Recently, the NYT carried an article about Dunavant Enterprises, which is “the world’s largest privately owned cotton broker” and the grassroots impact it is having on the lives of African cotton farmers. Dunavant got into the business in Uganda by buying a local company and keeping the Ugandan-Indian management intact. Indians have a long history as cotton buyers in Uganda:
Dunavant is the largest buyer of cotton in Uganda … The country … was once one of the world’s most important producers of cotton; the industry was initially nurtured when Uganda was a British possession. There were no plantations, and the British imported Indians to run gins and to collect raw cotton from small African growers. Over time, Indian brokers assumed huge power and wealth in the cotton trade.
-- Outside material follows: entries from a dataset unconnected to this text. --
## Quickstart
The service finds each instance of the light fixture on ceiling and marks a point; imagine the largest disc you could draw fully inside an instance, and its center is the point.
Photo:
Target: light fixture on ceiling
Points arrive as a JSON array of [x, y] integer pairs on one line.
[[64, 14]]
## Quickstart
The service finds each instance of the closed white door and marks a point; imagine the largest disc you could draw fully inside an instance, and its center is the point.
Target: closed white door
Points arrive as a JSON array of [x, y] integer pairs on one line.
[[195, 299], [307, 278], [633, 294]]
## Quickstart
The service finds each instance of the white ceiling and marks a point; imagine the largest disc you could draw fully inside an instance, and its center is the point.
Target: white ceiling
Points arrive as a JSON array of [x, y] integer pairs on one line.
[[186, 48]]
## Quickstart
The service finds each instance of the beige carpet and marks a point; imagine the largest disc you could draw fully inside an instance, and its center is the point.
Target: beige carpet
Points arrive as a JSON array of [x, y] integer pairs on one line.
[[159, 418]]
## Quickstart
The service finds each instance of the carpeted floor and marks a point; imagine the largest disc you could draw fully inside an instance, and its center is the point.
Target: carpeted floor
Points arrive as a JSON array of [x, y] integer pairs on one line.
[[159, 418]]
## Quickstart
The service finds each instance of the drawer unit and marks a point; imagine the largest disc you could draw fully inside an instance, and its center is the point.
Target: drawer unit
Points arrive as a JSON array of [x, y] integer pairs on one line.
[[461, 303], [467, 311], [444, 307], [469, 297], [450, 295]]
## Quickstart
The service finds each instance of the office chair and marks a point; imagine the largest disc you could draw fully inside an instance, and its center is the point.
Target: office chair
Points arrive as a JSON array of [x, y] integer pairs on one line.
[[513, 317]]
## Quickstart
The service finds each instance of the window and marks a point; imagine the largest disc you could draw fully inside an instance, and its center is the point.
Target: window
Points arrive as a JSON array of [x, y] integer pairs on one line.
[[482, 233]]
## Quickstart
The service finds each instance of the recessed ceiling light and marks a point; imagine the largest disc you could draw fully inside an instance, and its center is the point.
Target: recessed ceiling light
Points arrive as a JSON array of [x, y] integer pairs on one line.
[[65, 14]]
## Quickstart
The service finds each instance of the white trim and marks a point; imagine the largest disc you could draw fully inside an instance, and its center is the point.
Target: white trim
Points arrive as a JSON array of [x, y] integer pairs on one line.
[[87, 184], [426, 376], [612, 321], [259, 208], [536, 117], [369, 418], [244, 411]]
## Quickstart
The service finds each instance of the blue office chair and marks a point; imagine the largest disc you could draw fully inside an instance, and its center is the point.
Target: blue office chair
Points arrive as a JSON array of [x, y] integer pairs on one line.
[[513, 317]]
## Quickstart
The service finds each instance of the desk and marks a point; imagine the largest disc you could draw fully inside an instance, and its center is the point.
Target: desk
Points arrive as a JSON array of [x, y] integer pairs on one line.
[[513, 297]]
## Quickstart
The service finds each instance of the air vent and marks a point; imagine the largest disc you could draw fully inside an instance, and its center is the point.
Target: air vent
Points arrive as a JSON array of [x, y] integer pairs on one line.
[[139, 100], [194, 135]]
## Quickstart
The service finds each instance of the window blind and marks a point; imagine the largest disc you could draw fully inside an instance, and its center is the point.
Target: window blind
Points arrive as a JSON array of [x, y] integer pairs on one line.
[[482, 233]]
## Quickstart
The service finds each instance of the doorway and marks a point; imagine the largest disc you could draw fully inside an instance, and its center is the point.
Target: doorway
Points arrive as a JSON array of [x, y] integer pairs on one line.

Uganda’s independence in the early 1960s left cotton farming undisturbed until Idi Amin came to power in the 1970s. He expelled immigrants from India and nationalized the cotton gins; a succession of civil wars destroyed production. By the late 1980s, Uganda was producing virtually no cotton. … In 1995, a new government privatized the cotton sector, selling off state assets piecemeal. Among the buyers were former Indian brokers who had once owned the gins. [Link]
There’s actually far more here than meets the eye. This is not just another Missippi Masala story, it’s a tale that goes back thousands of years, one of cotton and colonialism, globalization, and empires keeping the brown and black man down.
The use of Indians as middlemen is not so strange when you consider that cotton was first cultivated in India, several millenia ago:
Cotton cultivation in the Old World began from India, where cotton has been grown for more than 6,000 years, since the pre-Harappan period. … The famous Greek historian Herodotus also wrote about Indian cotton: “There are trees which grow wild there, the fruit of which is a wool exceeding in beauty and goodness that of sheep. The Indians make their clothes of this tree wool.” [Link]
This conflation between cotton and sheep continued in Europe for over 1,000 years:
During the late mediaeval period, cotton became known as an imported fibre in northern Europe, without any knowledge of what it came from other than that it was a plant; noting its similarities to wool, people in the region could only imagine that cotton must be produced by plant-borne sheep. [Link]
p>Even today, the German word for cotton is Baumwolle or “Tree Wool.”
p>Cotton played a critical role in the colonial period, when the British forcibly closed down the Indian textile industry to eliminate competition, and made India export raw cotton only and buy finished cloth from England. With the industrial revolution, textiles became one of the foundations for England’s dominance in world trade.
p>Cotton played a critical role in American slavery too:
Due to the enormous quantities of raw cotton required to make cheap bulk exports, British industrialists quickly abandoned expensive raw cotton produced in India in favour of mass-produced cotton from the southern United States, which was much cheaper as it was produced by unpaid slaves. By the mid 19th century, “King Cotton” had become the backbone of the southern American economy. In the United States, cultivating and harvesting cotton became the leading occupation of slaves. [Link]
p>However, with the Civil War, Indian cotton once again became central to British industry. As Gandhi observed:
1. You English buy Indian cotton in the field, picked by Indian labor at seven cents a day, through an optional monopoly.
2. This cotton is shipped on British bottoms, a three weeks journey across the Indian Ocean, down the Red Sea, across the Mediterranean, through Gibraltar, across the Bay of Biscay and the Atlantic Ocean to London. One hundred per cent profit on this freight is regarded as small.
3. The cotton is turned into cloth in Lancashire. You pay shilling wages instead of Indian pennies to your workers. The English worker not only has the advantage of better wages, but the steel companies of England get the profit of building the factories and machines. Wages; profits; all these are spent in England.
4. The finished product is sent back to India at European shipping rates, once again on British ships. The captains, officers, sailors of these ships, whose wages must be paid, are English. The only Indians who profit are a few lascars who do the dirty work on the boats for a few cents a day.
5 The cloth is finally sold back to the kings and landlords of India who got the money to buy this expensive cloth out of the poor peasants of India who worked at seven cents a day. [Link]
This is why Gandhi’s spinning wheel and the wearing of khadi (raw cotton clothing) became so important as a symbol of Indian nationalism.
Even today, the aspirations of people around the world rest on this humble little plant. For example, here’s one estimate on how much African countries would gain if all cotton tariffs were eliminated:
Sub-Saharan Africa cotton producers would gain by $147 million per year with about two-fifths of that going to the four countries mentioned earlier and another one-fifth to other West African countries. Sub-Saharan African cotton output and net farm income would increase by 32 percent and 31 percent, respectively, while the value of the region’s cotton exports would increase by 55 percent. [Link]
Isn’t it funny how the empires founded on the tight embrace of free trade are so protectionist when it’s something that the third world does better?